Widya tersenyum kecil. Menjawab, "Aku juga tidak begitu paham aslinya. Perjalanan hidup ini sudah sangat rumit sejak baru dimulai. Aku selalu, selalu, selalu merasa akan kehilangan nafas. Saat mengingat kenangan yang tak bisa dihapus," ucapnya sambil membungkukkan tubuh.

Berbanding terbalik dengan Sas yang malah dangakkan kepala menatap angkasa yang tengah naungi mereka. Angkasa yang mulai telan keagungan sang mentari. Hawa dingin dan nyaman yang membelai tengkuk sepoi-sepoi. "Apa aku boleh menanyakan sesuatu?" tanya anak remaja lelaki itu. "Kamu bebas untuk diam jika merasa ini bukan hal yang harus diceritakan pada orang 'asing'."

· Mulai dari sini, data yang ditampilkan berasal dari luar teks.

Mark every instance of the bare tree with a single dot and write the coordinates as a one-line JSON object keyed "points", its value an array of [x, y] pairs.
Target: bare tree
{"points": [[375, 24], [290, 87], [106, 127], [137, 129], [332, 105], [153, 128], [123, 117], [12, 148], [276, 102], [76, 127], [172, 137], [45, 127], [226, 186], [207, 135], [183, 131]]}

"Apakah itu?" respon Widya.

"Sejauh apa kekerasan yang selama ini sudah keluargamu lakukan? Apa tidak ada kesempatan laporkan hal itu pada kepolisian? Kamu sudah cukup dewasa untuk tidak hanya diam saat diperlakukan seperti itu, 'kan? Apa kamu baik-baik saja datang ke sekolah dengan tubuh penuh bekas kesadisan seperti kemarin? Atau apa kamu memang ingin menghabiskan masa remaja yang indah ini hanya dengan kekangan juga ketakutan sepanjang waktu? Yang buat kamu hanya bisa memandang hati-hati. Mengatakan sesuatu dengan hati-hati. Bahkan diam saja pun pasti kamu lakukan dengan penuh kewaspadaan, 'kan?" tanya Sas panjang lebar. Tanpa sedikit pun menoleh ke arah wajah Widya.

Lagi-lagi, lagi-lagi, lagi-lagi, bukannya fokus pada apa yang remaja di sampingnya tanyakan. Widya malah jauh lebih serius mengamati siapa yang menanyakannya. Seorang Sas yang terlihat semakin bersahaja serta menawan. Tak sepatah kata pun berhasil ia ucapkan.

Tak juga mendengar jawaban buat Sas menoleh ke arah Widya. "Wid Wid?" ia memanggil saat melihat anak itu malah tengah menatapnya dengan dua mata nanar.

Akhirnya ia kembali tersadar, "Ah, iya, iya, iya, maaf. Aku sedikit bengong karena langit di belakang kepalamu warnanya sangat indah. Buat aku tidak mau alihkan wajah."

"Sekarang malah jadi kamu ya yang berusaha alihkan pembicaraan kita," komentar Sas dengan ruat sedikit kesal. Menatap wajah Widya tidak terima.

"Ah ha ha ha ha ha," tawa Widya canggung. Ia menjawab, "Aku diam bukan karena tidak ada yang perlu aku ceritakan padamu. Atau ada hal yang perlu aku rahasiakan. Tapi, karena memang tidak ada masalah yang berhubungan dengan apa yang kamu tanya barusan."

Orang ini sedang bohong, tebak Sas. Menatap dua mata anak remaja di depannya tajam.